トゥルーマン・ショー(1998年製作の映画)
5.0
年末なのでマイ傑作選の再鑑賞──最初から自分の人生は誰かの掌の上であると気付いた男が、自分の人生を取り戻す為に奮闘するというプロットは最高の一言で、始まりから締めに至るまで小粋さと毒気と愛嬌を欠かさないこの世に現存する映画という媒体の最高傑作の内の一本。

ジム・キャリーの持ち前の善性溢れる立ち振る舞いありきのストーリーというのも興味深く、不遇の立場に晒される彼に同情的な気持ちを抱くのと同様に自由を渇望する姿に応援の心持ちを向けるのはそう難しくない作りで、作中の視聴者の視線と観客の視線がメタ的な構造としてピタリと嵌り結実する瞬間の感動は一塩だ。

子供の頃に志した冒険家の夢というさりげない過去の挿入に対しての、終盤の晴れ晴れとしたあの『行動』に伴う顔付きはやはりどこまでも愛おしく、物語上に散りばめられた要素の華麗な収束には無駄がない。
自分の住まう世界は作り物であると気付いた男の破れかぶれな挙動は痛快で、必死に番組続行を取り繕おうとするキャスト達の言動にも大いに笑わせられる。
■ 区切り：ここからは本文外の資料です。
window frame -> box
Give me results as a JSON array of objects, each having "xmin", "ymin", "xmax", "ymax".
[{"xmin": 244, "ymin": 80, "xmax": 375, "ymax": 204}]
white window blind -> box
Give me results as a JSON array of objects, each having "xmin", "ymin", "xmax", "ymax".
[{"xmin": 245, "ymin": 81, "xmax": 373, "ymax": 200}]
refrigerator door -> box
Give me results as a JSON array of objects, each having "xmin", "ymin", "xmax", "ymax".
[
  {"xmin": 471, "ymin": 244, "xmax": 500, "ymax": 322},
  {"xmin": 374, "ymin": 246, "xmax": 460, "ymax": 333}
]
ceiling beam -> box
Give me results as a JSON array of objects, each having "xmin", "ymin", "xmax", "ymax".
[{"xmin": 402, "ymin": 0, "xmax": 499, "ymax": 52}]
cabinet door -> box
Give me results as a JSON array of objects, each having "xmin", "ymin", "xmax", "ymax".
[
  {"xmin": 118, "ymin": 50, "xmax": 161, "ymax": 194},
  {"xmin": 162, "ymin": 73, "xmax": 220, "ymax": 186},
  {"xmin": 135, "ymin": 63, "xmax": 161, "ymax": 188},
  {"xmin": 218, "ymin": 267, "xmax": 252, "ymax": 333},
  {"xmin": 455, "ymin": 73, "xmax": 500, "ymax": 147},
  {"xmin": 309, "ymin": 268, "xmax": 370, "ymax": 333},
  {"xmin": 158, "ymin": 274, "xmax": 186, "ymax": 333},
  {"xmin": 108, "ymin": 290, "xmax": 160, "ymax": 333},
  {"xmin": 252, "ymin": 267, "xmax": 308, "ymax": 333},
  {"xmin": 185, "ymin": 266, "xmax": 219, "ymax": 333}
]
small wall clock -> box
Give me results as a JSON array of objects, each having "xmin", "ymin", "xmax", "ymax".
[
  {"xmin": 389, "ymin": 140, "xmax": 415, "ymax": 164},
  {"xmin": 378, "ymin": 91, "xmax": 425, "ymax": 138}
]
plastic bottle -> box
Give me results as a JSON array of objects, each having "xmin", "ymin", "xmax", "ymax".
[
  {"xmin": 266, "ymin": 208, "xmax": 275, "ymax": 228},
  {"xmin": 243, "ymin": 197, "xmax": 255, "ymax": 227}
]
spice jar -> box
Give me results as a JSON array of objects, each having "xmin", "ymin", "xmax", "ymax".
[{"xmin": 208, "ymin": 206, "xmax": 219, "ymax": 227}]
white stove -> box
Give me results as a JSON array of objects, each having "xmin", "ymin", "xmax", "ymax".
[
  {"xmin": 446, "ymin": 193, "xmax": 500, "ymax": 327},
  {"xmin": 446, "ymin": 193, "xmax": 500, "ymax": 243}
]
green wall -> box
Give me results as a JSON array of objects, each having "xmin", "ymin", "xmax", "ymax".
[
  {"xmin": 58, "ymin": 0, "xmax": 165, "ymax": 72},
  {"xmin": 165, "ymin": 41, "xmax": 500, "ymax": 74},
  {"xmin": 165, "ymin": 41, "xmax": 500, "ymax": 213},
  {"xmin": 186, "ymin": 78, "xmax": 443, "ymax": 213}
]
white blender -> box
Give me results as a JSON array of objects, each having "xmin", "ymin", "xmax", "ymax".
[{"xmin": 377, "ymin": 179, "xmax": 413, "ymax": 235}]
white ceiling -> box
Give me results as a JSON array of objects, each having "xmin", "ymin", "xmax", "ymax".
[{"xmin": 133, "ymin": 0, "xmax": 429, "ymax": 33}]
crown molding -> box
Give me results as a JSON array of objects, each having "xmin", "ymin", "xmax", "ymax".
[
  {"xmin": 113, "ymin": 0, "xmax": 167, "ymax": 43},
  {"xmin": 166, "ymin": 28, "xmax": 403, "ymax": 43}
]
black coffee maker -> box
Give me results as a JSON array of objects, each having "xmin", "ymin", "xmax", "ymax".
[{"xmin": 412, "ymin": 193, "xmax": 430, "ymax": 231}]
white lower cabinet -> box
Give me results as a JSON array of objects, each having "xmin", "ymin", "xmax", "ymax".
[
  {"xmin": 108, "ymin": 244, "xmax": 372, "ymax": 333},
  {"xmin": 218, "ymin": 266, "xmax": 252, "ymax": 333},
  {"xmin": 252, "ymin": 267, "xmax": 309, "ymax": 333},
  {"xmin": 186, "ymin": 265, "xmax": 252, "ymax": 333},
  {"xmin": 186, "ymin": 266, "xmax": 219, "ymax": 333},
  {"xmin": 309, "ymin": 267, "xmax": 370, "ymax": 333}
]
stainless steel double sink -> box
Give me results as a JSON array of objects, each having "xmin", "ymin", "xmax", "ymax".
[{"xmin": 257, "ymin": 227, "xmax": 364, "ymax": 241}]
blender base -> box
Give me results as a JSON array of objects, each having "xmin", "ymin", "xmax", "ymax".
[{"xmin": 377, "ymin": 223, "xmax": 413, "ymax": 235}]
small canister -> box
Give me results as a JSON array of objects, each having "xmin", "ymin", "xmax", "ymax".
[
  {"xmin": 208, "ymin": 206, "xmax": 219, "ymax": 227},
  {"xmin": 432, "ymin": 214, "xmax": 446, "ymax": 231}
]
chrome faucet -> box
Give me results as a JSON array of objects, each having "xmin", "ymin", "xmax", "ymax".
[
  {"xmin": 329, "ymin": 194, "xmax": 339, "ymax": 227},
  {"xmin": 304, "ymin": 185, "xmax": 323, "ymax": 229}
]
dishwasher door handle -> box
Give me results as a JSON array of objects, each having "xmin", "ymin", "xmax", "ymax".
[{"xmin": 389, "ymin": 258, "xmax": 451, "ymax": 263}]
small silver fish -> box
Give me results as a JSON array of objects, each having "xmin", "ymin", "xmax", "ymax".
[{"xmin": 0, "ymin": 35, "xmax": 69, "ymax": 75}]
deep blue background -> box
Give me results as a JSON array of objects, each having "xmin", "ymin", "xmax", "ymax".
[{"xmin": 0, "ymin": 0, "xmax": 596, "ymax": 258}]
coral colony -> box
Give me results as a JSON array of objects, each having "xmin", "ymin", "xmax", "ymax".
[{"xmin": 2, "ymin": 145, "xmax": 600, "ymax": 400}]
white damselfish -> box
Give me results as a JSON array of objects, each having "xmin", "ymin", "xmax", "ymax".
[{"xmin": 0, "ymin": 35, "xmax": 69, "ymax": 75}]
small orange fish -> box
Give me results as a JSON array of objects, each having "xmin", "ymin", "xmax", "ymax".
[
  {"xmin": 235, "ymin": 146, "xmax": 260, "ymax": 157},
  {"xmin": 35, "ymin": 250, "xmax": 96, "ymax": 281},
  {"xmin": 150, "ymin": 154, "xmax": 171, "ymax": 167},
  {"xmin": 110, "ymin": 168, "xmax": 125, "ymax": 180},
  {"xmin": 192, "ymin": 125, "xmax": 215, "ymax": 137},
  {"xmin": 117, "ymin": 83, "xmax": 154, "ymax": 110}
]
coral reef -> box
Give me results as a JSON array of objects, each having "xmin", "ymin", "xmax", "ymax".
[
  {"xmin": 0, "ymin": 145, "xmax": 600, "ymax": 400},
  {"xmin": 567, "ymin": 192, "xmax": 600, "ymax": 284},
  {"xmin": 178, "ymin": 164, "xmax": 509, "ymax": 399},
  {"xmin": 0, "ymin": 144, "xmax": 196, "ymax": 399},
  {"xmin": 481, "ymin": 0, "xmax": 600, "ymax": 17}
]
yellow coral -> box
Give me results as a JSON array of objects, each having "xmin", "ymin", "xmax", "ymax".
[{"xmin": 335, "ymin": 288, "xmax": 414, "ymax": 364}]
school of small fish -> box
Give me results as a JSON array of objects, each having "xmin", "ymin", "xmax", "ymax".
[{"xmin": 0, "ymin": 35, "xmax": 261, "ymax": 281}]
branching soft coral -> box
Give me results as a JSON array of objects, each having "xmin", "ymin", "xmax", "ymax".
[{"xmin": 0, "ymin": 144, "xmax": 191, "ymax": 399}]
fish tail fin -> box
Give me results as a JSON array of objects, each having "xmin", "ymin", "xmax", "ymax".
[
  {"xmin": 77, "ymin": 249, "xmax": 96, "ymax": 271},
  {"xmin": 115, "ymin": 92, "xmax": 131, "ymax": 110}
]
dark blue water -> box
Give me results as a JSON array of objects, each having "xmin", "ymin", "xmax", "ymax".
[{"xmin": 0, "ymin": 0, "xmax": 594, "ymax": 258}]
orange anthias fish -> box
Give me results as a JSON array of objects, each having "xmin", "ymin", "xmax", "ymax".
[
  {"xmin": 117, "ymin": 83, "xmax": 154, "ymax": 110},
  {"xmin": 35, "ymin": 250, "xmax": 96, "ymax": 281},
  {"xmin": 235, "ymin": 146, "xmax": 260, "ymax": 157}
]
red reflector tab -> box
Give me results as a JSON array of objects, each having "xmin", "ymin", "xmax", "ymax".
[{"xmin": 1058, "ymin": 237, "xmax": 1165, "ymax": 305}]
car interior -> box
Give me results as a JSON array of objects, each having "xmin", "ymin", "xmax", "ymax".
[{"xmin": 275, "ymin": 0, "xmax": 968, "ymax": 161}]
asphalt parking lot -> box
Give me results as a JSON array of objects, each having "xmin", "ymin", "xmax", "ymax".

この物語の魅力は内に完結するに留まらないという点で、観客と視聴者を重ね合わせるメタ的な構図の他にもこの番組の造り手であるプロデューサーがトゥルーマンに向ける一方的な父性の描写も本作の味わい深さをより補強している要素の一つである──本作は父親を巡るトラウマを乗り越える、言わば親離れの物語であるのは自明なのだけれど だからこそ最後の最後はあの問いかけを物ともせずに、お決まりの台詞で幕を閉じるというロジックで……やはり尾まで大変素晴らしい作品だ。

脚本面でよく練られた作品である一方で、どこか閉塞感を帯びた島内でのショットの数々と空の背景に掛けられた階段を登る幻想的なカットは疑いの余地なく画としての美点であり、かように本作は隅から隅まで不足のない完璧な映画であると言わずにはいられない。